As you say – it doesn’t matter for the original poster. However, I always like to learn new things.
I do know about the 50,000 vs. 100,000 iterations for Office 2007 vs. later, but I did not realize that the XLS file format was sophisticated enough to handle in a backwards compatible manner a different encryption technique.
I.e. Excel 2003 password protects using the known weaker encryption, while Excel 2007 (or later) can password protect using the newer stronger encryption – in the same file format, such that Excel 2003 can actually recognize that it can’t decrypt a .XLS file enrypted with Excel 2007. Presumably it displays a mesage to the effect that it can’t open the file because it’s been saved by a newer version of Excel then?
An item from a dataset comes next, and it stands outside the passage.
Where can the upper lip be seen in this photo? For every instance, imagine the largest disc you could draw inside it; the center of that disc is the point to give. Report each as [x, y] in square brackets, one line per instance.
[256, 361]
Browsing the specification for XLS files and office encryption actually I can’t really tell. Wow – those specs are complicated! What I do see even with a brief browsing is that there are about a zillion different ways “password protection” may actually be performed on a document. If the default is changed for example, a regular user would never notice. The installation default for later versions of office is indeed AES-128/SHA-1, but there are many caveats there too. In comparison, the AxCrypt technical specification is a lot easier to analyze and implement. One way to compare is that the Office Document Cryptography Structure specification is 107 pages (including 7 pages index), the AxCrypt Version 2 Algorithms and File Format is 12 pages (without any index) including rationales.